浜松市の子どもの発達科学研究所と浜松医科大学子どものこころの発達研究センターは、国内のいじめの実態を他国と比較できる形で正確に計測が可能な「日本いじめ尺度」を開発した。中部地方の小中学生を対象に調査したところ、過去2、3カ月に36%がいじめの被害を受けていることが分かった。
浜松医科大学によると、開発した尺度は「身体的いじめ」や「言葉のいじめ」、「仲間外れ」など9つのいじめの種類ごとに被害と目撃について問う18項目と、種類を問わずにいじめ加害を問う1項目の計19項目の質問で構成される。
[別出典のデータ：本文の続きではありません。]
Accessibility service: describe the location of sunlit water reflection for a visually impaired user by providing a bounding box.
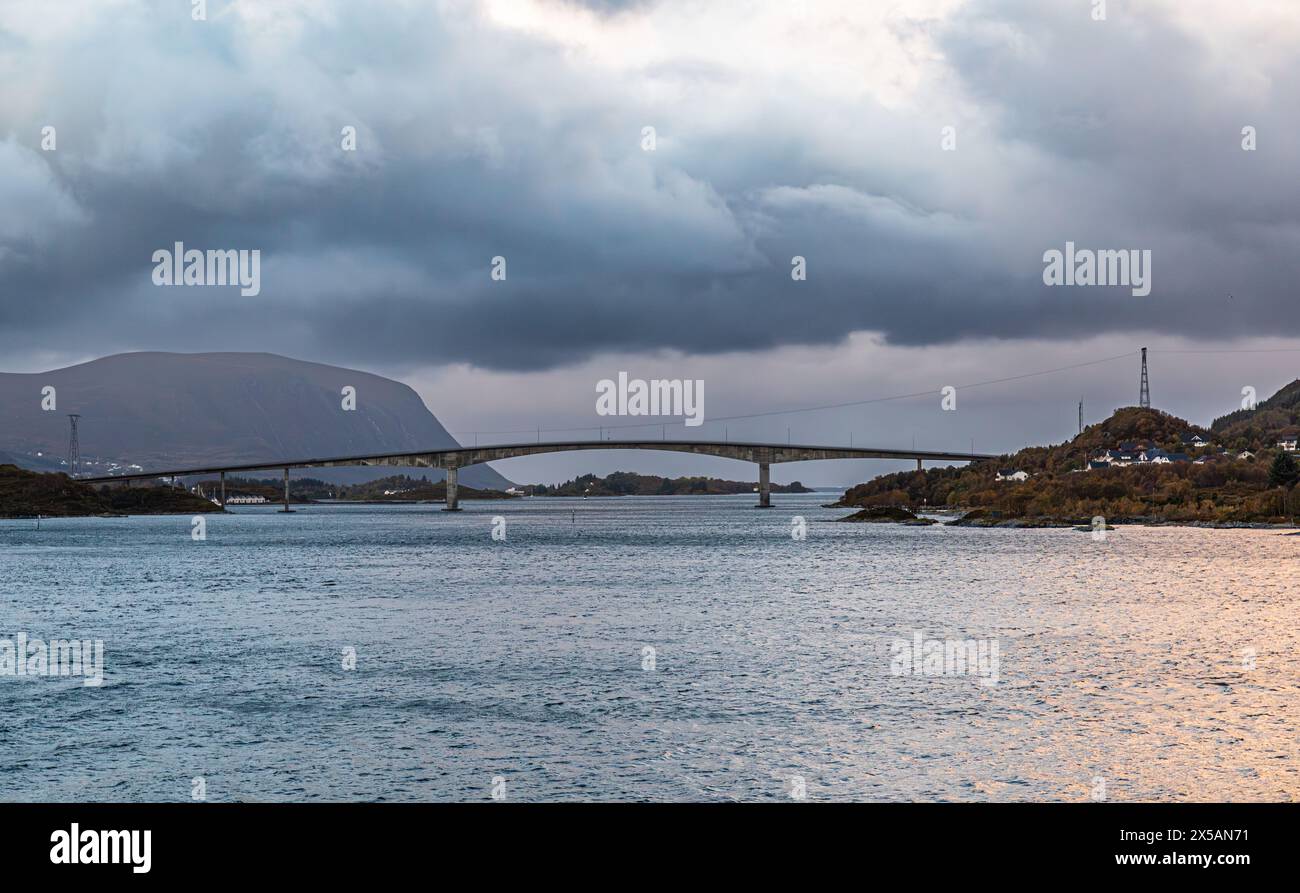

いじめの定義は国内だと行為の対象となった児童や生徒が心身の苦痛を感じていることなどとされ、被害者の受け止めを重視しているが、海外では力の不均衡や繰り返しの行為、加害側の意図など客観性を判断基準にしている。
国内ではこれまで、いじめの実態調査が繰り返されてきたが、国際的な定義に沿い、正確性を持つ計測方法によるものがなく、海外と比較、検証することが難しかった。
開発した尺度を使って中部地方の小中学生2,234人を対象に実態を調査したところ、36%が過去2,3カ月にいじめの被害を受けていたが、目撃者の割合が33%と海外の60%台に比べて低いことも分かった。子どもの発達科学研究所は日本のいじめが見えない場所で起き、いじめの定義があいまいで目撃者がいじめと認識していないことが影響しているのではないかとみている。